Testing strategies

Automated testing helps you improve app quality in multiple ways. For example, it helps you perform validation, catching regressions, and verifying compatibility. A good testing strategy lets you take advantage of automated testing to focus on an important benefit: developer productivity.

Teams achieve higher levels of productivity when they use a systematic approach to testing paired with infrastructure enhancements. Doing so provides timely feedback on how the code behaves. A good testing strategy does the following:

Catches issues as early as possible.
Executes quickly.
Provides clear indications when something needs to be fixed.

This page will help you decide what types of tests to implement, where to run them and how often.

The testing pyramid

You can categorize tests in modern applications by size. Small tests focus only on a small portion of code, making them fast and reliable. Big tests have a broad scope and require more complex setups that are difficult to maintain. However, big tests have more fidelity*, and they can discover a lot more issues in one go.

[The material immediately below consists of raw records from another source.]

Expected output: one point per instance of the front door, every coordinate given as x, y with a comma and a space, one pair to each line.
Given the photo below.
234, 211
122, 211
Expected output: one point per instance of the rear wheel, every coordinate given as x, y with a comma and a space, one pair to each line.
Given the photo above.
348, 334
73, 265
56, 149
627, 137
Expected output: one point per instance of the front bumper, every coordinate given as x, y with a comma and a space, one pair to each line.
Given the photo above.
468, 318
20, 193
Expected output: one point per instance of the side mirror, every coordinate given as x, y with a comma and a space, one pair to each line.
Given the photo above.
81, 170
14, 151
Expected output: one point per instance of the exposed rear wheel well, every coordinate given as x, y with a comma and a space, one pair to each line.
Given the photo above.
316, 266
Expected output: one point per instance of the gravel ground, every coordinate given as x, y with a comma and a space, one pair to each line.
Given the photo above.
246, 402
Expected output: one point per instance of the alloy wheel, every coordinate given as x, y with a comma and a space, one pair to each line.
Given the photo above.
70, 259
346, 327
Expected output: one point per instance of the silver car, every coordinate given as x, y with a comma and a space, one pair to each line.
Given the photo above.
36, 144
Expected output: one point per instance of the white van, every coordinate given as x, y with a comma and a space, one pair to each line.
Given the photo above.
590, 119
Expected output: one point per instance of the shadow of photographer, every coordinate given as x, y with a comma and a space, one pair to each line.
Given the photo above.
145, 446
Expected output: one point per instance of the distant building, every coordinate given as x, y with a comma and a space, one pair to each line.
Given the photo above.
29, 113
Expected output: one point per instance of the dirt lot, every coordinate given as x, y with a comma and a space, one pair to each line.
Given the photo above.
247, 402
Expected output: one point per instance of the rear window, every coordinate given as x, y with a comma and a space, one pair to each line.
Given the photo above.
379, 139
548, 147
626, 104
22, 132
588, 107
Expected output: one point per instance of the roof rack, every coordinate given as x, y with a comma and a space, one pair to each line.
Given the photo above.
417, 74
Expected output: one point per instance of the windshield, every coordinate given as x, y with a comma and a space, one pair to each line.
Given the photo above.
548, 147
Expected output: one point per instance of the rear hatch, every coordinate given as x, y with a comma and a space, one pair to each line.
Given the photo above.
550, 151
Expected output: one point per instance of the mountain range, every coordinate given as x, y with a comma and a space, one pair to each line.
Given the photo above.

*Fidelity refers to the similarity of the test runtime environment to the production environment.

**Figure 1.** The distribution of the number of tests by scope is typically visualized in a pyramid.

Most apps should have many small tests and relatively few big tests. The distribution of tests in each category should form a pyramid, with the more numerous small tests forming the base and the less numerous big tests forming the tip.

Minimize the cost of a bug

A good testing strategy maximizes developer productivity while minimizing the cost of finding bugs.

Consider an example of a possibly inefficient strategy. Here, the number of tests by size don't organize into a pyramid. There are too many big end-to-end tests and too few component UI tests:

**Figure 2.** A top-heavy strategy where a lot of the tests are performed manually and the device tests are only executed nightly.

This means that too few tests are run before merging. If there is a bug, the tests might not catch it until the nightly or weekly end-to-end tests run.

It's important to consider the implications this has for the cost of identifying and fixing bugs and why it is important to bias your testing efforts towards smaller and more frequent tests:

When the bug is caught by a unit test, it's typically fixed in minutes, so the cost is low.
An end-to-end test could take days to discover the same bug. This could draw in multiple team members, reducing the overall productivity and potentially delaying a release. The cost of this bug is higher.

That said, an inefficient testing strategy is better than no strategy at all. When a bug makes it to production, the fix takes a long time to land in the user's devices, sometimes weeks, so the feedback loop is the longest and most expensive.

A scalable testing strategy

The testing pyramid has been traditionally split into 3 categories:

Unit tests
Integration tests
End-to-end tests.

However, these concepts don't have precise definitions, so teams might want to define their categories differently, for example using 5 layers:

A 5-layer test pyramid with the categories unit tests, component tests, feature tests, application tests, and release candidate tests, in ascending order. — **Figure 3.** A 5-layer test pyramid.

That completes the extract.